I’ve already managed, within a small temporal bubble, to accelerate time for a Moth before returning it to the natural flow, like a fish placed back into a river’s current. It drastically shortened its lifespan, but without affecting anything around it. Maybe that was due to the Moth’s immaterial nature. Long ago, at the Kadigir, I tried the same thing with inanimate objects. Aside from a limited exposure to entropy, nothing dramatic happened. The two flows eventually harmonized again. That was about it.

There were many possible explanations, of course. The existence of fate. That my manipulations were already part of the pattern, that it was always meant for me to do them. Or that time itself is relative—that there is no continuum in the world beyond what consciousness perceives. That it’s all an illusion.

Stay in the present, Kesh.

The reasons don’t matter. I’m creating a bubble for Taru and me. Blocks of stone drift slowly in my eyes, crowned with plumes of dust, though in reality they’re moving with furious speed. We slip between fragments breaking apart, and Taru inflates his tentacles to push debris aside, suspended in the air. My attention is entirely focused on what caused all this chaos. I try to spot it between the rocks spinning in slow motion, between thick sheets of smoke.

I don’t wait to see my enemy before conjuring my stars. They bloom in my wake like luminous flowers. As I propel myself forward, they animate behind me on their own, turning into arrows—bright lines that streak and curve, threading their way through the avalanche of stone. I’m not holding back. With a blast like that, it definitely wasn’t some tiny bird that caused all this. Dozens and dozens of streaks ignite the air and coil through it.

Finally I catch a glimpse of it.
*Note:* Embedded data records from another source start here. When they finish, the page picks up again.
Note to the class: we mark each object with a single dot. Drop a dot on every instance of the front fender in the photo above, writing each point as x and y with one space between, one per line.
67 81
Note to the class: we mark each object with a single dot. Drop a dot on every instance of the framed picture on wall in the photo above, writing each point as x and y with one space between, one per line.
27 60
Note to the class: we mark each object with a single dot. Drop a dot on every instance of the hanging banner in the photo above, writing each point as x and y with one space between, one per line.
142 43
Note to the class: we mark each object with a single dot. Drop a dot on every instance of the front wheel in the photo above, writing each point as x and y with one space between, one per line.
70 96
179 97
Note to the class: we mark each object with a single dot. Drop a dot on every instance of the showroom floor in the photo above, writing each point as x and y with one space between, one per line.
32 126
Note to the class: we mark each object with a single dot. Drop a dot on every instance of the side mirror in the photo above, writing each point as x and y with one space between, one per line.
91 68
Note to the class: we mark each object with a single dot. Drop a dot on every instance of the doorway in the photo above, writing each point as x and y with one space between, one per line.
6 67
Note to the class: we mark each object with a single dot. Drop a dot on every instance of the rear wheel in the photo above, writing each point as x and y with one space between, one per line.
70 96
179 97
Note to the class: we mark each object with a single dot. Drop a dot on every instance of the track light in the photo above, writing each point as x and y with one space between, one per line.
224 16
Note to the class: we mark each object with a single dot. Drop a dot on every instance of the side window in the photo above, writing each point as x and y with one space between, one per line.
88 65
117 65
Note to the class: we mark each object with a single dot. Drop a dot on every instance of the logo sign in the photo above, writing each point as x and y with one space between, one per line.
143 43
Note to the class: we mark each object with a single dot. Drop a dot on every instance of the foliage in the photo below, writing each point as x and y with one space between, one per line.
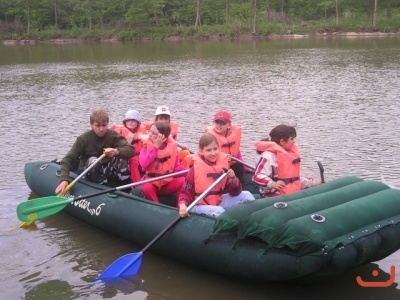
159 19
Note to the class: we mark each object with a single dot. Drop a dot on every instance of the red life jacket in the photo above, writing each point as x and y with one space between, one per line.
164 163
231 143
288 165
205 175
132 138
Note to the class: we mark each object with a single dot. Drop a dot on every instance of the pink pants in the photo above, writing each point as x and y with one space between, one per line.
150 192
135 167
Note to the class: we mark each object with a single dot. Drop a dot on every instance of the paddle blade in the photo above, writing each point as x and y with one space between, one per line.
32 210
125 266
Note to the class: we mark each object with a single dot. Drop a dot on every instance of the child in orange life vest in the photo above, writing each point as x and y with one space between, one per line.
132 129
278 170
209 164
159 156
229 137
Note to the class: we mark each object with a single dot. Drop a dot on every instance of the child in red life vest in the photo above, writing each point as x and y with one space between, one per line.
278 170
209 164
229 137
159 156
131 129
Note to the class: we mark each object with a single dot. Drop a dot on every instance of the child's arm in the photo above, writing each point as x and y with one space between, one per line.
186 194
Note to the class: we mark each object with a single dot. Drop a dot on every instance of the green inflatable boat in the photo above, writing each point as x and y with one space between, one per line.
309 236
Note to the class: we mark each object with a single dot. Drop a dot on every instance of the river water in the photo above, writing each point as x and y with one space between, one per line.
342 95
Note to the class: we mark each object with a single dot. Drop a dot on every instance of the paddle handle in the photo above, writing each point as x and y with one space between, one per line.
321 171
243 163
176 220
69 186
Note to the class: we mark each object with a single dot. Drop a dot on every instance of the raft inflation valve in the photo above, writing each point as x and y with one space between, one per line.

A humanoid figure, slender, almost graceful. It wears geometric armor that reveals no flesh. Maybe there isn’t any flesh beneath that metal shell at all. I feel its entire substance writhing with the spasms of the Tumult. Its ringed cuirass, traced with concentric striations, absorbs my blazing needles without flinching. A Tumult creature sensed my presence, it seems—or Kuwat’s. Did it come from beneath the clouds? Was it waiting here, drawn by the powerful concepts within the statue? Just my luck.